In the Catholic Church, after a dead Catholic has been declared a Servant of God by a bishop and proposed for beatification by the Pope, such a servant of God may next be declared venerable ("heroic in virtue") during the investigation and process leading to possible canonization as a saint. A declaration that a person is venerable is not a pronouncement of their presence in Heaven. The pronouncement means it is considered likely that they are in heaven, but it is possible the person could still be in purgatory. Before one is considered venerable, one must be declared by a proclamation, approved by the Pope, to have lived a life that was "heroic in virtue" (the theological virtues of faith, hope, and charity and the cardinal virtues of prudence, justice, fortitude, and temperance). The next steps are beatification, which normally requires a miracle by the intercession of the candidate, from which point the person is referred to as "The Blessed". The blessed declaration implies the person is in Heaven, experiencing the beatific vision, but this is not a requirement. The canonization is consummated when the person intercedes in a miracle (normally, this is their second intercession) and is declared a saint. Exceptional canonizations exist. The declaration of sainthood is definitive only to the extent that the Catholic Church claims the person died in the state of grace and already enjoys beatific vision. For example, Popes Pius XII and John Paul II were both declared venerable by Pope Benedict XVI in December 2009, and John Paul II was declared a saint in 2014.
Other examples of venerables are Bishop Fulton J. Sheen, Princess Louise of France, Francis Libermann, and Mother Mary Potter.
The 7th/8th-century English monk St Bede was called venerable soon after his death and is still often called "the Venerable Bede" despite having been canonized in 1899.
This is also the honorific used for hermits of the Carthusian order in place of the usual term of "Reverend".
In the Anglican Communion, "The Venerable" (abbreviated as "the Ven.") is the style usually given to an archdeacon.
For a more comprehensive list, see List of venerable people (Eastern Orthodox).
In the Eastern Orthodox Church the term "Venerable" is commonly used as the English-language translation of the title given to monastic saints (Greek: hosios, Church Slavonic: prepodobni; both Greek and Church Slavonic forms are masculine).

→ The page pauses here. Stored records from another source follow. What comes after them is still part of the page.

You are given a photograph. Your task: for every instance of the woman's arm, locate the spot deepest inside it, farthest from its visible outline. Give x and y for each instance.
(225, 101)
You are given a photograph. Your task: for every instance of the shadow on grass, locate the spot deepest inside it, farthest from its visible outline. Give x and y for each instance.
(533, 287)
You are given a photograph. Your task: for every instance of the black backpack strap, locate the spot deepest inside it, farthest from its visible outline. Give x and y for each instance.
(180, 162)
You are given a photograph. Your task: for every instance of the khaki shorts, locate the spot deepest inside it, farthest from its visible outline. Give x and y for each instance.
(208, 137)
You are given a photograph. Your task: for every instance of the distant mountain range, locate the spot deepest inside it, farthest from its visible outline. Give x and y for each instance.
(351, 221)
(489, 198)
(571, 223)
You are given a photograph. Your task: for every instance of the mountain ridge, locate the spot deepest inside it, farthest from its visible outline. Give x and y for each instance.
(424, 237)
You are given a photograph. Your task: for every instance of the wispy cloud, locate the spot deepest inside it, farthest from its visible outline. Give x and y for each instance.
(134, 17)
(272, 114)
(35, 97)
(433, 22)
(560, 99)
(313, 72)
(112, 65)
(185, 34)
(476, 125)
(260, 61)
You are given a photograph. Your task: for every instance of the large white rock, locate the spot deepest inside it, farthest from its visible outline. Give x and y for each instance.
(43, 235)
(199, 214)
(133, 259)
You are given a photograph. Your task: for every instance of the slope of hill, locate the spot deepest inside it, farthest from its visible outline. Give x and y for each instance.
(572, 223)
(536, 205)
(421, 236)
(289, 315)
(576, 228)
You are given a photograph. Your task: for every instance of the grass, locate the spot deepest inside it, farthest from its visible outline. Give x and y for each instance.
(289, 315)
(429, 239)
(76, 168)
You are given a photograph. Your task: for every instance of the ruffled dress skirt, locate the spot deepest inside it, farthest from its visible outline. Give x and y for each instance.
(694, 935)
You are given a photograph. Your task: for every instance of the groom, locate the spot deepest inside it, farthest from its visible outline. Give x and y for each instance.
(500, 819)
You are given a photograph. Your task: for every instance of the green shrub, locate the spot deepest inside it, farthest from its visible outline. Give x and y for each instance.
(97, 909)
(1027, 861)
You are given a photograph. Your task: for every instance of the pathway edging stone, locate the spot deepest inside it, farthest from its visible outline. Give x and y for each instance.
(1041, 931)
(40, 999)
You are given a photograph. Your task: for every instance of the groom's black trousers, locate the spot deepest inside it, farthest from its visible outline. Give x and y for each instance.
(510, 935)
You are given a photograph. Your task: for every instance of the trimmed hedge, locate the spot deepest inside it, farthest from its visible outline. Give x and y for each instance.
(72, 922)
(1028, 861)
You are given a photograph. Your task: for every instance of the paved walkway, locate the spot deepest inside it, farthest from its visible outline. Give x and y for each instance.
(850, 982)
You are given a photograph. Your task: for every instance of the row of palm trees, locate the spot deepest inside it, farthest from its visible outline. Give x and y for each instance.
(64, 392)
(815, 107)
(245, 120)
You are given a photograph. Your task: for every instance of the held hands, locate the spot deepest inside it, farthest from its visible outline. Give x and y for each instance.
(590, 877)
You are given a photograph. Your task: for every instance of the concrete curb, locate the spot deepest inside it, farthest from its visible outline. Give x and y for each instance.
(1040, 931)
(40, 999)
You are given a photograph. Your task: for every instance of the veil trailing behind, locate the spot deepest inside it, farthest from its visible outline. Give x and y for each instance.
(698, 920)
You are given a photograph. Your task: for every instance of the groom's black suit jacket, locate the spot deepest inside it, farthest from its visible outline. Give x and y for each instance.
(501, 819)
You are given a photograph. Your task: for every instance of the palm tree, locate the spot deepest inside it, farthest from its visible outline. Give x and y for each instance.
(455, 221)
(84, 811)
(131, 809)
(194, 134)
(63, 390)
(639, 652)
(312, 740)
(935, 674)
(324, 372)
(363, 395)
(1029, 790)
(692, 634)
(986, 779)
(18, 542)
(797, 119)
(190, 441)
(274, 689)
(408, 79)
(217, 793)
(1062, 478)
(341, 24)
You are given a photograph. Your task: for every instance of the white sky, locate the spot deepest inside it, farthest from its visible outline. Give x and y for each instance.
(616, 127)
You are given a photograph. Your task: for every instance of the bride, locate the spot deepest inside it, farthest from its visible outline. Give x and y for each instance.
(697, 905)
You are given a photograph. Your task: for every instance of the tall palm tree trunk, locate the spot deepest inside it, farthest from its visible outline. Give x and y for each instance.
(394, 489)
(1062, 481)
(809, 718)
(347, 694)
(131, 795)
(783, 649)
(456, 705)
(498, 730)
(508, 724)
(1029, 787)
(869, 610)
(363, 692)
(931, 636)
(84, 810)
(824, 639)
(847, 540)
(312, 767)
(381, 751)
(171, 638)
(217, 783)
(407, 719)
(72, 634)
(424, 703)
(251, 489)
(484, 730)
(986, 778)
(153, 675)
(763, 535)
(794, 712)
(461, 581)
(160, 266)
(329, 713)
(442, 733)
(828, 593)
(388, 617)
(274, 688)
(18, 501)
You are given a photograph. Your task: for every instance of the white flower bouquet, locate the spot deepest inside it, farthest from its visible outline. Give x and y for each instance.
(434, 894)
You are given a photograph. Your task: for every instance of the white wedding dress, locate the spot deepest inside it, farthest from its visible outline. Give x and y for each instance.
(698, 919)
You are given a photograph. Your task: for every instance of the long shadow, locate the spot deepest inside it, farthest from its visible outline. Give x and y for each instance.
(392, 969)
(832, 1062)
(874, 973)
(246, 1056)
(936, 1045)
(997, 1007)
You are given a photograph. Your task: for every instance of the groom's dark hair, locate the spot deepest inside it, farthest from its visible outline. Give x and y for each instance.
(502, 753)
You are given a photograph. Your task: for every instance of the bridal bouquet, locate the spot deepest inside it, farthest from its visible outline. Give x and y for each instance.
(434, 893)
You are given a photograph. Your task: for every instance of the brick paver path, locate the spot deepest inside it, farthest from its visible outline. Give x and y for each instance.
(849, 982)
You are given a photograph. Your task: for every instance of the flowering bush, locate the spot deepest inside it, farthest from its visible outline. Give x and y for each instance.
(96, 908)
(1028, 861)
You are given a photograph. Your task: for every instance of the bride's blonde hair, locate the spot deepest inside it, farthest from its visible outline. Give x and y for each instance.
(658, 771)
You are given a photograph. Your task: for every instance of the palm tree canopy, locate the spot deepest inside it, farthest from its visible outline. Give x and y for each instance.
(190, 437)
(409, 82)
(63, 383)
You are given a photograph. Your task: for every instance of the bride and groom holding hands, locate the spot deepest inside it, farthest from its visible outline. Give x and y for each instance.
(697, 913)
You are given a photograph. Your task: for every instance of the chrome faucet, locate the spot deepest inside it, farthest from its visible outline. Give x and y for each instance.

A monastic saint who was martyred for the Orthodox faith is referred to as "Venerable Martyr" or hosiomartyr.
In the 20th century, some English-language Orthodox sources began to use the term "Venerable" to refer to a righteous person who was a candidate for glorification (canonization), most famously in the case of Saint John of Shanghai and San Francisco. This has not altered the original usage of the term in reference to monastic saints.
In Buddhist monasticism, various terms or titles for senior or highly respected monks may be translated as "Venerable", including in Theravada Buddhism Bhante and Mahanayaka (Burmese). In Tibetan Buddhism there is Rinpoche.